La langue devient donc le lieu d’une bataille politique et idéologique. Pourtant personne ne peut démontrer que l’usage courant prédispose à une subordination des femmes aux hommes. Le penser est faire preuve d’aveuglement.
Altesse
Malheureusement l’endoctrinement des jeunes filles bat son plein, comme le montre cette remarque pêchée sur un forum :
« Le jour où la maîtresse nous a expliqué que le masculin l’emporte, toutes les filles de ma classe se sont insurgées. On ne comprenait pas pourquoi cette règle existait. » Que cherche cette enseignante ? Cette formulation est inexacte et ne correspond pas à l’esprit de la grammaire. L’enseignante fait subrepticement de la politique partisane et de l’endoctrinement idéologique en cours de français. Quant aux élèves filles, elles sont prêtes à se ressentir victimes universelles de la société.
La confusion délibérée – et corruptrice – entre le genre grammatical et le sexe n’est pas innocente, comme le souligne un autre commentaire lu sur le forum Agoravox :
« Laissez les grammairiens tranquilles, ils n’ont rien à voir là-dedans. Cette agitation hystérique est la manifestation et la traduction du manque de formation des instituteurs qui confondent grammaire normative et linguistique d’une part, et d’autre part de la montée en puissance du lobby LGBT-MLF qui semble avoir reçu des fonds pour financer des campagnes dont le résultat (mais peut-être le but) est de tenir un maximum de place sur la scènes médiatique, ce qui en laisse d’autant moins à d’autres questions autrement importantes. »
Dans Le Devoir, média canadien, le chroniqueur Christian Rioux écrit également sur le sujet :
« En français, il n’y a pas d’équivalence entre le genre grammatical et le sexe. Pour le dire autrement, une femme peut être un prophète, un homme une personne, le roi une altesse et la reine un assassin. Au lieu de s’en désoler, on devrait se réjouir de ce jeu délicat et éminemment contemporain entre les genres.
Perlimpinpin
Ceux qui croient qu’une langue « non sexiste » peut réduire les inégalités devraient savoir que le farsi et le turc n’ont ni masculin ni féminin. Pas sûr que dans les pays qui les parlent la condition des femmes soit si enviable. »

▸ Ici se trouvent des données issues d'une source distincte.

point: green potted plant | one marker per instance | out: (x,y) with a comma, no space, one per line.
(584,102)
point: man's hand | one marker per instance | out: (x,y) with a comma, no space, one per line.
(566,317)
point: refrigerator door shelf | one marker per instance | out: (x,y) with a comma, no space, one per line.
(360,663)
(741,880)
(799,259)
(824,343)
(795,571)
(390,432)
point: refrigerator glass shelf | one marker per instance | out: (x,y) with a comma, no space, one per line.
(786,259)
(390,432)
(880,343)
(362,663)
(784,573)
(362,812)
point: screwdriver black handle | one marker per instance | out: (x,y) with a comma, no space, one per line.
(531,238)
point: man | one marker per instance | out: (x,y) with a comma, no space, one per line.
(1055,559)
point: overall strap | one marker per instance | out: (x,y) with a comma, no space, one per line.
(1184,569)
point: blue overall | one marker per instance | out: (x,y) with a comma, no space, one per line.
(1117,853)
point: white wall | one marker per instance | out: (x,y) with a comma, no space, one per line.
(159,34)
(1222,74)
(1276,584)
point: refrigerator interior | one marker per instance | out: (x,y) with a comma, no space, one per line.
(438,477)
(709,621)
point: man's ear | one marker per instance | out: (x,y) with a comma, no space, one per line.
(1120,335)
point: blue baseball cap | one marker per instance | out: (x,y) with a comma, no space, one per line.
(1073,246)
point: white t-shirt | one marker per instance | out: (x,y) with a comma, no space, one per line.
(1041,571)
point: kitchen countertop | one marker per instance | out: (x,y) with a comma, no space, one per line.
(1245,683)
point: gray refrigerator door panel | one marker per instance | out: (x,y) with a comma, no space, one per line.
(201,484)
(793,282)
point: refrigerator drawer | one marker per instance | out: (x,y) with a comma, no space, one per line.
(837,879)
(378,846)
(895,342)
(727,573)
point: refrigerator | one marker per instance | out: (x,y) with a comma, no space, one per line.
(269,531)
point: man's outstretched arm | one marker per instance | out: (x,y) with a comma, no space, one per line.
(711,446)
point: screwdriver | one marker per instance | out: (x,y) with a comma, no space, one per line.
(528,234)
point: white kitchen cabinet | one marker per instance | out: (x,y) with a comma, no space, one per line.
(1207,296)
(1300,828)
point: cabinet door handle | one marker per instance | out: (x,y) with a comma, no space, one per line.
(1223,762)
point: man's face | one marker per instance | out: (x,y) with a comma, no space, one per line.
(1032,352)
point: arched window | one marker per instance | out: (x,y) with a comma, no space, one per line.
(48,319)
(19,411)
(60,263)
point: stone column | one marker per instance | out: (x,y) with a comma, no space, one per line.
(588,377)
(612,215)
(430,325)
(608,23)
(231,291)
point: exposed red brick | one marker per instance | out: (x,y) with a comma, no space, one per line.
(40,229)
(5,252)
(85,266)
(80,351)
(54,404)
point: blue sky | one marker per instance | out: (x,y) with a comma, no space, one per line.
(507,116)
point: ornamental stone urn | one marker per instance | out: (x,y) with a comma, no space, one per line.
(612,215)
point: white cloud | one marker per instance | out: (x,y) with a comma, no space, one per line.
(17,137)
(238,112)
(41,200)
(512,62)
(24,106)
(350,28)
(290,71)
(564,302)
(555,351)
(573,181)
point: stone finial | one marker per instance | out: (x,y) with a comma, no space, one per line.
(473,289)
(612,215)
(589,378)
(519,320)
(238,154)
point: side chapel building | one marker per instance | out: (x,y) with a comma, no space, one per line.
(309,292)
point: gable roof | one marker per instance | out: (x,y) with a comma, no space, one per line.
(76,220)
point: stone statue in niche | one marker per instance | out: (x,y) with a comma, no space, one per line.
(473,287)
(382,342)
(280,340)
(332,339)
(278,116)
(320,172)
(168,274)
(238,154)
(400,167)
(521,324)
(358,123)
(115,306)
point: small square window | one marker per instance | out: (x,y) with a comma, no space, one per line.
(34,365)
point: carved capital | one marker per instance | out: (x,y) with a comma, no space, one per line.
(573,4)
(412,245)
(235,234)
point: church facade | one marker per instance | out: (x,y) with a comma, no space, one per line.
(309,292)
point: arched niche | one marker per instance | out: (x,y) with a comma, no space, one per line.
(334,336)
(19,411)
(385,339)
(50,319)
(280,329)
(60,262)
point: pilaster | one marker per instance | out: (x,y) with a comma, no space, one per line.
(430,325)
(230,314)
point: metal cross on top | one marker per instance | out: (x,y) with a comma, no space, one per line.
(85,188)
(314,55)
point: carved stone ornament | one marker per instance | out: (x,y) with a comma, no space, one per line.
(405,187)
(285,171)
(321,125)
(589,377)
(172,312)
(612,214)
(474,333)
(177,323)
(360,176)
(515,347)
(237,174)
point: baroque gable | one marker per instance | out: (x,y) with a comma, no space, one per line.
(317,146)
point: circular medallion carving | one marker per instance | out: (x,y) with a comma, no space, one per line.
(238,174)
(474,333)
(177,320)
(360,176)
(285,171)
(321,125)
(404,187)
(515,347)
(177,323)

Je termine avec cet extrait qui rétablit la dignité des femmes du passé, si victimisées, donc dénigrées, par les Gorgones du présent. Une dignité que les féministes radicales foulent aux pieds, toutes affairées à fabriquer des victimes pour gagner des subventions sur leur dos :
« Petit rappel sur le XVIIe siècle au passage : à lire tous ceux qui s’expriment sur la question (et qui en sont donc des spécialistes, certainement), on visualise un carcan enserrant les femmes et la pensée. Alors non. Les femmes tenaient les salons littéraires. Etaient considérées comme de beaux esprits à égalité avec les hommes. »
Il y a 35 ans Julien Clerc chantait Femmes je vous aime. Aujourd’hui il serait peut-être hué par les adeptes d’Oser le féminisme et stigmatisé pour sexisme, harcèlement et paternalisme. N’est-il pas sexiste de généraliser, potentiellement harceleur de les aimer toutes, et grave paternaliste d’aimer même celles d’entre elles qui ne ressemblent qu’aux connes, comme le chantait Jacques Brel ?
L’inclusivité, nouvelle marotte progressiste, n’est autre chose que de la poudre de perlimpinpin. Et si la langue au service d’une idéologie est l’arme des Gorgones, l’intelligence sera la nôtre.